А. С. Янушкевич в монографии «В мире Жуковского», выявляя сходство творческих поисков В. А. Жуковского и Н. В. Гоголя в 1840-е годы, упоминает о появлении «в творчестве обоих писателей книг-исповедей, где искусство получает значение „исповедания веры“»1. Речь идет о «Выбранных местах из переписки с друзьями» Гоголя и «Мыслях и замечаниях» Жуковского. Однако помимо названных книг в 1840-е годы в творчестве Гоголя и Жуковского появляются и другие тексты, исповедальная природа которых отчетливо сознается их авторами: это «Авторская исповедь»2 Гоголя с примыкающими к ней письмами и ряд исповедальных фрагментов в дневниках Жуковского. Характерно, что названные тексты появляются в 1846-1848 годах, в пору активного личного и эпистолярного общения двух писателей, и, скорее всего, являются результатом творческого и личного взаимовлияния.

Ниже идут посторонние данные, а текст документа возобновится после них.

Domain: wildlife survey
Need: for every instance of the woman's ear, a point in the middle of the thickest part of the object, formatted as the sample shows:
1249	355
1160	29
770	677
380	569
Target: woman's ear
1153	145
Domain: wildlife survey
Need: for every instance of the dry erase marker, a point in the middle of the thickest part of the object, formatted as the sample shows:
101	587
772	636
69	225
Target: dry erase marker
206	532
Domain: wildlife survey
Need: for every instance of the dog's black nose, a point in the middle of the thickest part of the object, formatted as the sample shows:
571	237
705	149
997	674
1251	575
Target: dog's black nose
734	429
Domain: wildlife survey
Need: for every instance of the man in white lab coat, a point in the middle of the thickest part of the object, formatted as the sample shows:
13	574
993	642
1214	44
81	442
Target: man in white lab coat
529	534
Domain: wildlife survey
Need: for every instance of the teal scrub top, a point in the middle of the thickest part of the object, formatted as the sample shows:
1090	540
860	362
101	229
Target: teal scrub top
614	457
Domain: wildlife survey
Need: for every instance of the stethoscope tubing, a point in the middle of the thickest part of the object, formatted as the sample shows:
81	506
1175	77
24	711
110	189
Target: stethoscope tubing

В письме от 6 (18) февраля 1847 г. Жуковский сообщает Гоголю, что прочитал книгу «Выбранные места из переписки с друзьями» и обещает «писать к автору все, что придет в голову о его мыслях или по поводу его мыслей» в надежде, что «эта переписка может также составить книгу, которая, если подлинно будет в ней что-нибудь достойное общего внимания, может выйти вслед за первою и пробудит в головах русских также несколько добрых мыслей»3. Отвечая на это письмо 22 февраля (6 марта) 1847 г., Гоголь особенно радуется «благодатному замыслу» своего старшего собрата писать письма по поводу его писем: «Я думаю, что появление их в свет может быть теперь самым приличным и нужным у нас явлением, потому что после моей книги все как-то напряжено, все более или менее, как противники, так и защитники, находятся в положении неспокойном, а многие недоумевают просто, куды пристать, не умея согласить многих, по-видимому, противоположных вещей от той резкости, с какою они выражены. Появление твоих писем может теперь произвести благотворное и примиряющее действие» (XIII, 244). Однако семейные обстоятельства не позволяют Жуковскому приступить к исполнению своего замысла в марте 1847 года. Свои письма к Гоголю по поводу «Выбранных мест» («О смерти», «О молитве», «О поэте и современном его значении») он пишет только в конце 1847 — начале 1848 гг. Мы можем предположить, что Гоголь не захотел отказаться от мысли о книге, написанной по поводу «Выбранных мест» и способной произвести «благотворное и примиряющее действие», и решил сам воплотить замысел, предложенный, но отложенный Жуковским. По крайней мере, в письме к Плетневу от 29 мая (10 июня) 1847 г. он пишет о будущей «Авторской исповеди» как о «небольшой книжечке», которая «может выходом своим устремить внимание на перечтенье „Переписки с друзьями“ в исправленном и пополненном издании» (XIII, 320).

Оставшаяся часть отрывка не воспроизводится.